The notion that privacy is problematic in a world dominated by instant communication is hardly new: as long ago as 1999, Sun Microsystems CEO Scott McNeally famously stated “You have zero privacy anyway. Get over it.”[2] This early sentiment on the invasiveness of technology has been borne out in chilling fashion with revelations that governments and corporations extensively monitor internet and cell phone use. It seems to me that the time is right to consider the proposition that continued changes in technology – in particular with respect to the life of the mind – require that we revisit the contours of the issue known as privacy of thought.
An important starting point is the extended mind hypothesis[3], the idea that cognition extends beyond the brain into the world at large. One example from the original paper - the case of Otto and Inga – illustrates the issue quite nicely. Inga hears about an exhibition at a museum that she recalls is on 53rd Street and sets off to see the artwork. Her neighbor Otto has dementia and so has made a practice of storing important information in a small notebook that he carries with him. When he hears of the exhibition, he consults his notebook, finds that the museum is on 53rd Street and, just like Inga, sets off for the same destination. Thus the cognitive function of storing information is mediated by the brain in one case and pen and paper in the other.
The claims of the extended mind hypothesis are radical: going beyond suggesting that human cognition relies on external structures for scaffolding and support, the extended mind thesis suggests that the physical vehicles that realize (at least some of) our cognitive processes lie outside of the bounds of the skull.
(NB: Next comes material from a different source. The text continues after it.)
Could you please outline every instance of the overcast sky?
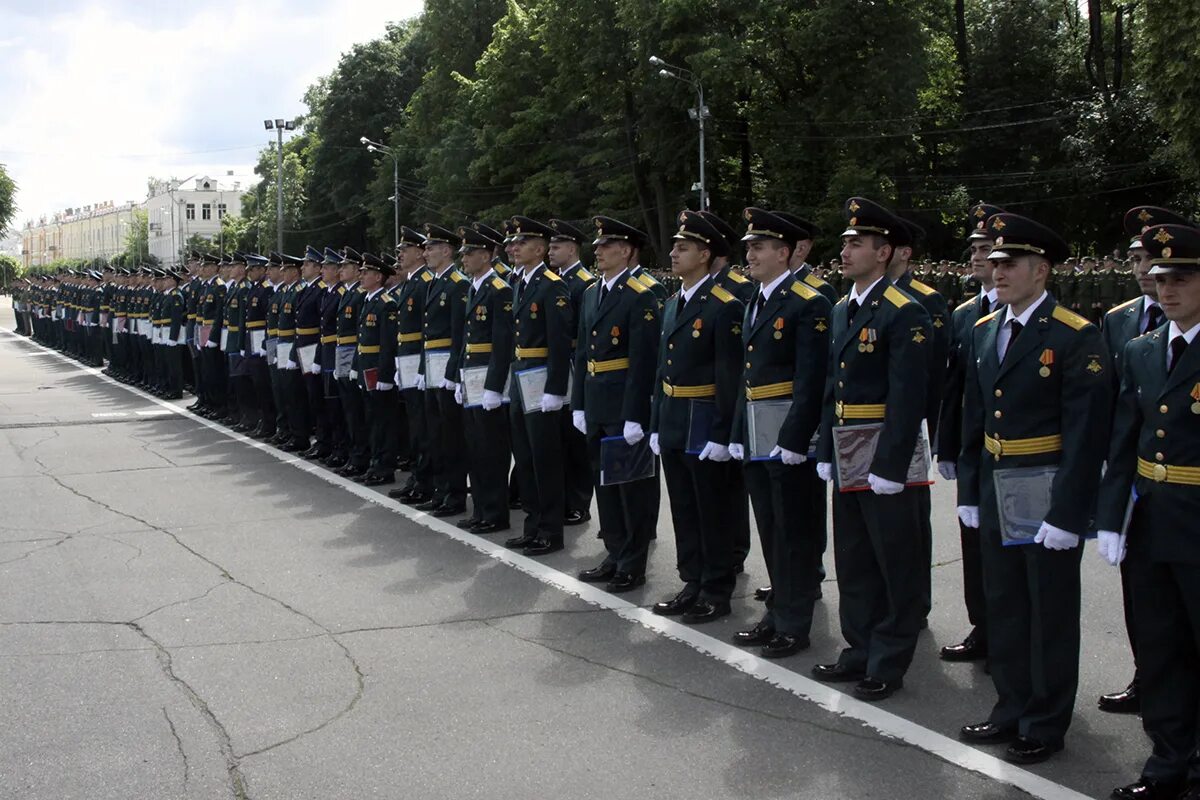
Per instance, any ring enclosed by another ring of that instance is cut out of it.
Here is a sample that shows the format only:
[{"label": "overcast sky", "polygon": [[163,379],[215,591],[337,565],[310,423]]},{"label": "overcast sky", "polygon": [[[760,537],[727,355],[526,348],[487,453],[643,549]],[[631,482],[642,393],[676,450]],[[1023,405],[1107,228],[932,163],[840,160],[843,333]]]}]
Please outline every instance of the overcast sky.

Yet the concept resonates with a key feature of modern life: for many, there is a growing sense that computers, smartphones, and increasingly ‘the internet of things’ function as sophisticated extensions of our cognitive toolkit[4]. Conceiving of the mind as a blend between brain and algorithm challenges long-held assertions that there is something exceptional about the brain[5], but one ignores reality at one’s peril. Of late, I have begun to refer to the entire suite of algorithmic agents as "Technologies of the Extended Mind."
If we return to the question of privacy and situate the discussion in the context of a worldview that considers "Technologies of the Extended Mind" as a growing reality, we see that there is some new and interesting terrain to explore. It is well-known that both breaches and oversharing of our digital information has grown from the occasional to an everyday event. But if "Technologies of the Extended Mind" really are extensions of our cognitive toolkits, at some point the ability of others (governments, corporations, employers, friends, hackers, and more) to glimpse this information crosses the line from being a run-of-the-mill invasion of privacy to a more worrisome intrusion upon privacy of thought. Defining this dividing line – even if it turns out to be a fuzzy boundary – is an important challenge for neuroethical discourse.
The fundamental insight of Warren and Brandeis – that changes in technology require us to at least revisit if not update our moral norms – is as relevant today as it was 125 years ago.
REFERENCES
1. Warren, S. D. & Brandeis, L. D. The Right to Privacy. Harvard Law Review 4, 193 (1890).
2. Sprenger, P. Sun on Privacy: “Get Over It." Wired News (1999).
3. Clark, A. & Chalmers, D. The extended mind. Analysis 58, 7–19 (1998).
4. Pew Research Center. Digital Life in 2025. 1–61 (2014) at http://www.pewinternet.org/2014/03/11/digital-life-in-2025/
5. Reiner, P. B. The rise of neuroessentialism. in: Oxford Handbook of Neuroethics (eds. Illes, J. & Sahakian, B. J.) 161–175 (Oxford University Press, 2011).